Dan Stevens stars as David, a former soldier who one day shows up on the doorstep of the Peterson family, claiming to have been a friend of their son who was killed in action. Not wanting to appear unkind, the family invites him to stay while he gets settled.
However, as David spends more time with the family, there are a series of deaths, leading daughter Anna (It Follows star Maika Monroe) to suspect him.
Lurid and trashy, revelling in its 80s attitude and soundtrack, The Guest is a hyper-stylish thriller that works on many levels, inveigling its way into your consciousness.
Stevens drops the Downton charm and impresses with his nonchalant and detached exterior belying the menace within his character, but continues to drop hints thanks to underplayed looks and momentary glances. And Monroe, who was so impressive in It Follows, cements her credentials as an up and comer as Anna, who balances paranoia and growing up in equal measure.
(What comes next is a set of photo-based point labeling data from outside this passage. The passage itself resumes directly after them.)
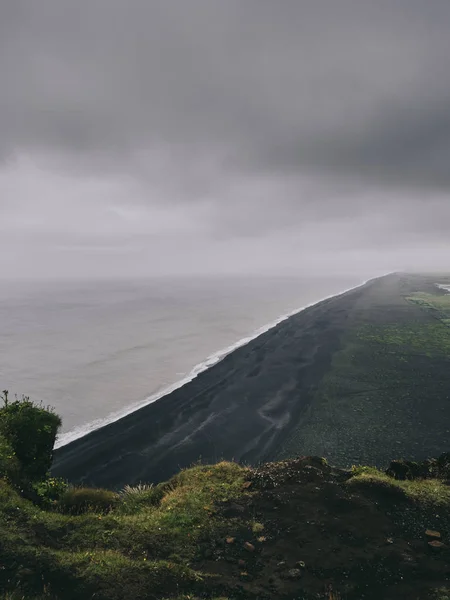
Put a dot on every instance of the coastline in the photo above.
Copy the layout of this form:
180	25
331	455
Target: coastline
83	430
241	408
329	381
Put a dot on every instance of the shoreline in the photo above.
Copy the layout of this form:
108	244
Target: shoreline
81	431
243	408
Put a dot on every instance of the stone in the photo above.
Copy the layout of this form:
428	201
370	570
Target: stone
294	573
432	533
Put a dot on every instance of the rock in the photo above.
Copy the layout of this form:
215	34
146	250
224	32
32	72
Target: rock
432	533
294	574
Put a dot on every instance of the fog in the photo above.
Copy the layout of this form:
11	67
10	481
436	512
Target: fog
196	137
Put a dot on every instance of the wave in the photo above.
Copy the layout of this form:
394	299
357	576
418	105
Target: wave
65	438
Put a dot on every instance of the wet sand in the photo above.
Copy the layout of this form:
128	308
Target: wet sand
244	407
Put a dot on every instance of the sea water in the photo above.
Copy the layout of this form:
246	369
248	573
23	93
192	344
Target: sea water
98	350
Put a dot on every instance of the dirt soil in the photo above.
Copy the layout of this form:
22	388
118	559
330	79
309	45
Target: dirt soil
319	537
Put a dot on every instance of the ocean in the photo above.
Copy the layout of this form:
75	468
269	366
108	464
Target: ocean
97	350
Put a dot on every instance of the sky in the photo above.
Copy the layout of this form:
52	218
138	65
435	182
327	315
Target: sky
197	137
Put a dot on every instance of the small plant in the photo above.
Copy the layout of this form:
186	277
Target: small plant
30	430
136	490
76	501
257	527
50	490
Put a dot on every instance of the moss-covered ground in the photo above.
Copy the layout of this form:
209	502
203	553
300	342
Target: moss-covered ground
387	392
293	529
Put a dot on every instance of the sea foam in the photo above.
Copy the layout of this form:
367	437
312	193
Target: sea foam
78	432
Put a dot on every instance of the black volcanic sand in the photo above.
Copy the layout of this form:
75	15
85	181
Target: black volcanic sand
326	381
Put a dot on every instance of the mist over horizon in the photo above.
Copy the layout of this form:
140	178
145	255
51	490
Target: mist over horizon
200	138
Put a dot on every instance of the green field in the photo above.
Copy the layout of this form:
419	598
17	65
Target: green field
387	391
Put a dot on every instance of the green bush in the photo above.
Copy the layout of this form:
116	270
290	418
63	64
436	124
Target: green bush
50	490
30	430
76	501
9	465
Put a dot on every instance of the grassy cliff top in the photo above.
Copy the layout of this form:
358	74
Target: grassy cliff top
292	529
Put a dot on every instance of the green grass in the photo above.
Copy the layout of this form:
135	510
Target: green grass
423	338
145	542
426	492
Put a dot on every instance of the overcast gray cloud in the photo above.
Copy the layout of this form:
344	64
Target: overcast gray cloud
160	136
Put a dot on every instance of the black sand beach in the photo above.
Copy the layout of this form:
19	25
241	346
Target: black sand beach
291	392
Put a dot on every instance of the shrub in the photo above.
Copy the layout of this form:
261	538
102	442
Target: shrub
50	490
76	501
30	430
9	465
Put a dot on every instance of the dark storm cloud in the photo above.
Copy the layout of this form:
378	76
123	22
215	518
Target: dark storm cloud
324	121
350	85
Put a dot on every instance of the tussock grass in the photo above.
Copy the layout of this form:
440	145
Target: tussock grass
141	541
428	492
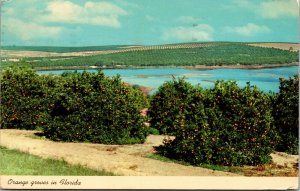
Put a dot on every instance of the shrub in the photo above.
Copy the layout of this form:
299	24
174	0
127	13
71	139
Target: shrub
95	108
24	98
169	104
227	125
286	115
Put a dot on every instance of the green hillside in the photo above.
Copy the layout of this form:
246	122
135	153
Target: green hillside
62	49
207	54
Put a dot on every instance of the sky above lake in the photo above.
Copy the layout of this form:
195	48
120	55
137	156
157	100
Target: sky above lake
146	22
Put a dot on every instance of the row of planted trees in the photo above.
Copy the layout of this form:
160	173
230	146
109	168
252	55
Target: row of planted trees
226	125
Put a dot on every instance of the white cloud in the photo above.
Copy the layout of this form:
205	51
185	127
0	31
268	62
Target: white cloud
188	19
201	32
249	29
279	8
270	9
150	18
28	31
92	13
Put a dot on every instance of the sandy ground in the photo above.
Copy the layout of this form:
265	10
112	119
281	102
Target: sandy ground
129	160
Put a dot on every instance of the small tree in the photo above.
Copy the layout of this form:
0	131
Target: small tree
286	114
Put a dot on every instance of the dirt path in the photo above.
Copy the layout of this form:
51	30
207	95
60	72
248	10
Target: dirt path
127	160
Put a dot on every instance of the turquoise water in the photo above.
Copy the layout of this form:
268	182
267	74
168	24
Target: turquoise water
266	79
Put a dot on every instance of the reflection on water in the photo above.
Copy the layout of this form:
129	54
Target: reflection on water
266	79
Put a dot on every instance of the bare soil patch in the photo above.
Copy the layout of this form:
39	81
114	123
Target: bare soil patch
132	160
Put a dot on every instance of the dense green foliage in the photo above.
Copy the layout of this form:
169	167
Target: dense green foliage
14	162
73	107
25	98
170	105
92	107
214	54
226	125
61	49
286	114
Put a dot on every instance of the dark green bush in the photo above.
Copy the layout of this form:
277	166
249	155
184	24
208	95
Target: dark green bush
227	125
286	115
24	98
95	108
169	104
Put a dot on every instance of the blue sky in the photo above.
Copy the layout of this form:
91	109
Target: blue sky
146	22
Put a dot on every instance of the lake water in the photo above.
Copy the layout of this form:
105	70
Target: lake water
266	79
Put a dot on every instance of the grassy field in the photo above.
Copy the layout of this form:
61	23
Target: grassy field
211	54
14	162
62	49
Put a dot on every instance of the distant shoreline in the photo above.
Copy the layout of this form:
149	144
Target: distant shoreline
197	67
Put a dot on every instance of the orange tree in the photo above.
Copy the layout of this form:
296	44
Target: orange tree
226	125
95	108
25	98
286	114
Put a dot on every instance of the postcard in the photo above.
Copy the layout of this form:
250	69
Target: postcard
149	94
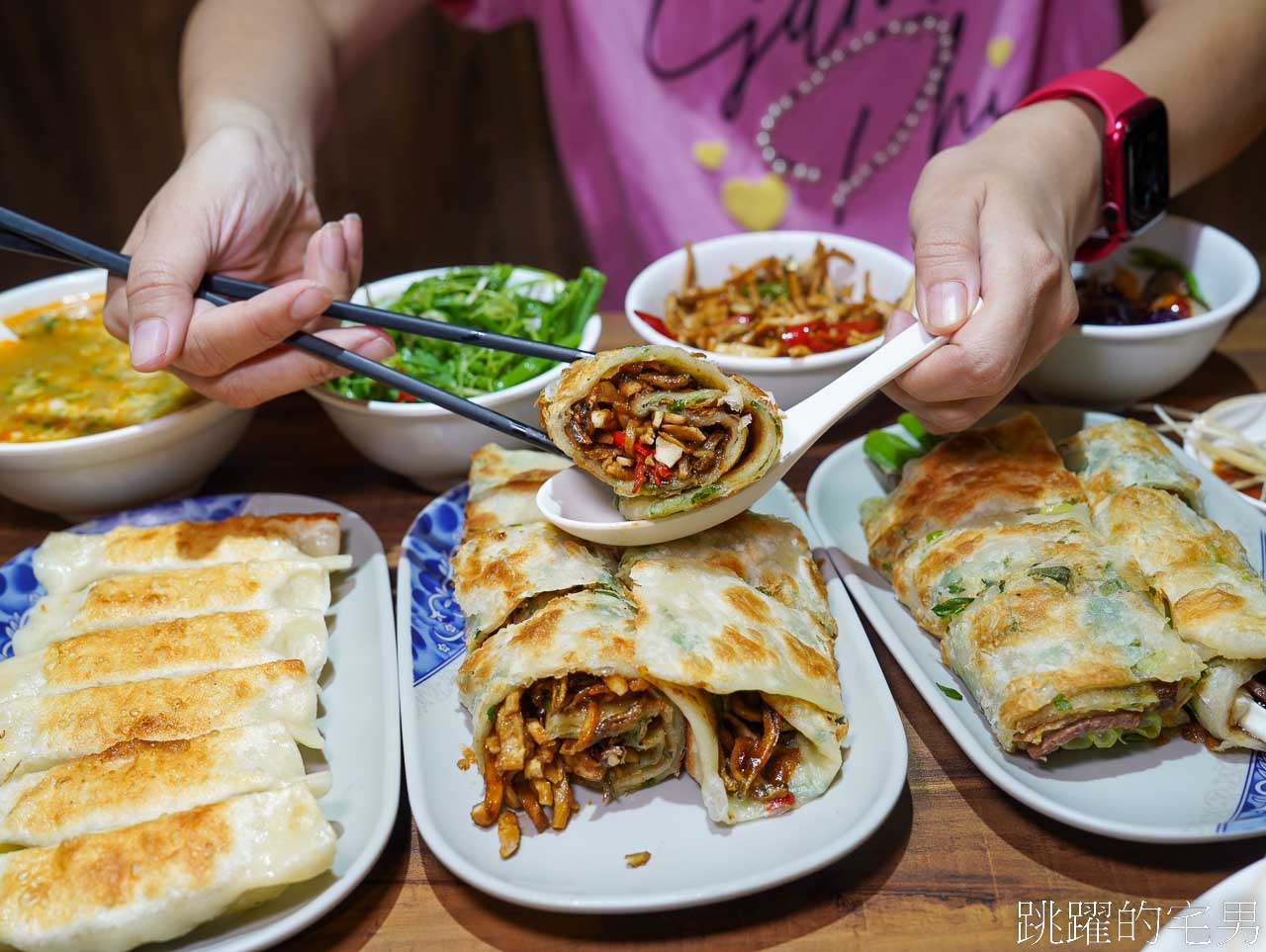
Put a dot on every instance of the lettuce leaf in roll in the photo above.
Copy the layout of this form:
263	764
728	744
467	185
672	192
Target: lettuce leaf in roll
669	431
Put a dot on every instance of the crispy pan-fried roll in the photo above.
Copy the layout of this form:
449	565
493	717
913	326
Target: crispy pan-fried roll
157	880
1112	456
669	431
1004	474
140	780
1070	652
37	734
559	700
504	575
159	596
767	552
1215	596
184	646
504	485
67	561
767	714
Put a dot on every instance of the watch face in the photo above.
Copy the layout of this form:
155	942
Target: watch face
1146	154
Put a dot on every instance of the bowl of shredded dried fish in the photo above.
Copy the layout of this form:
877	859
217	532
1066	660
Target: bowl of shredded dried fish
787	310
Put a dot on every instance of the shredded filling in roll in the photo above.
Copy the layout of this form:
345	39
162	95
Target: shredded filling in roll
759	749
646	423
1102	728
611	734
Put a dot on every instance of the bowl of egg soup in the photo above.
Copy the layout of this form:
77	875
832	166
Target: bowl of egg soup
81	432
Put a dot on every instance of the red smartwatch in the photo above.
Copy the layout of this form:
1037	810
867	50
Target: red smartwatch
1135	186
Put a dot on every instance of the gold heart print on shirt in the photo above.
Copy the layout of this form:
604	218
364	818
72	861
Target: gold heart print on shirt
755	204
709	153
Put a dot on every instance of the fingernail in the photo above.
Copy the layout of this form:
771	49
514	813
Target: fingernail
311	303
148	342
948	305
333	248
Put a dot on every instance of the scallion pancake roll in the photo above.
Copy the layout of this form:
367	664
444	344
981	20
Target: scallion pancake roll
502	486
939	577
504	575
1004	474
767	552
559	700
669	431
767	714
1068	653
1112	456
1216	598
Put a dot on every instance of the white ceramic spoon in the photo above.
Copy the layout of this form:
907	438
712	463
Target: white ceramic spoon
583	506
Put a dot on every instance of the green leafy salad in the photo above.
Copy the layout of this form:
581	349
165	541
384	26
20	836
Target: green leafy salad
541	306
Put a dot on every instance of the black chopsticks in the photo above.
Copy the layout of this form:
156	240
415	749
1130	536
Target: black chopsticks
27	237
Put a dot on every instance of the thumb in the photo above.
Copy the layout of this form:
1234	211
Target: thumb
166	267
946	261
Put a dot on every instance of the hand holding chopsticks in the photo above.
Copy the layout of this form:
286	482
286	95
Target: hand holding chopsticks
28	237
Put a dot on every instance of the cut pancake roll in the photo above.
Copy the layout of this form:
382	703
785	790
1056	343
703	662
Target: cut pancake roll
1070	652
504	575
159	596
767	552
68	561
1216	598
1112	456
669	431
502	486
184	646
37	734
997	475
165	876
559	700
140	780
759	685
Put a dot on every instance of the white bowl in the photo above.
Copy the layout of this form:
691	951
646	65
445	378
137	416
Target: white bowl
1117	366
789	379
424	442
119	469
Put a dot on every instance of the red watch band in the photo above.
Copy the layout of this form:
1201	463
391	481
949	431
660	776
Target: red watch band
1115	95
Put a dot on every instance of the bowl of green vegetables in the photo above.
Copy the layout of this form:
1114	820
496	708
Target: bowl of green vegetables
432	446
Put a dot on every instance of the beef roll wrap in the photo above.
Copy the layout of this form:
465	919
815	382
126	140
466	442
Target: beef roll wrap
1215	595
669	431
755	677
560	699
1112	456
997	475
504	575
1066	649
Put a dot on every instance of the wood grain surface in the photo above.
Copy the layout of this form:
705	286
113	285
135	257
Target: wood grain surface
946	870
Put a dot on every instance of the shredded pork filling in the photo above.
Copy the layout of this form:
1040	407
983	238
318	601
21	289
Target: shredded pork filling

Wingard's latest is a genre piece in many ways with the retro feel seeping its way through but without soaking it in past glories. A synth soundtrack sets the tone for the ultra-violence, but there's more than just the music to admire; while the explanations as to what's going on may be a little lacking (there's no doubt you may feel a little cheesed at never getting the full picture), the film's ambiguous and mysterious tone works as it heads to its conclusion.
The Guest is a thriller that works on many levels, a powerful blast of retro fused with the modern and cements Wingard's place as a genre master.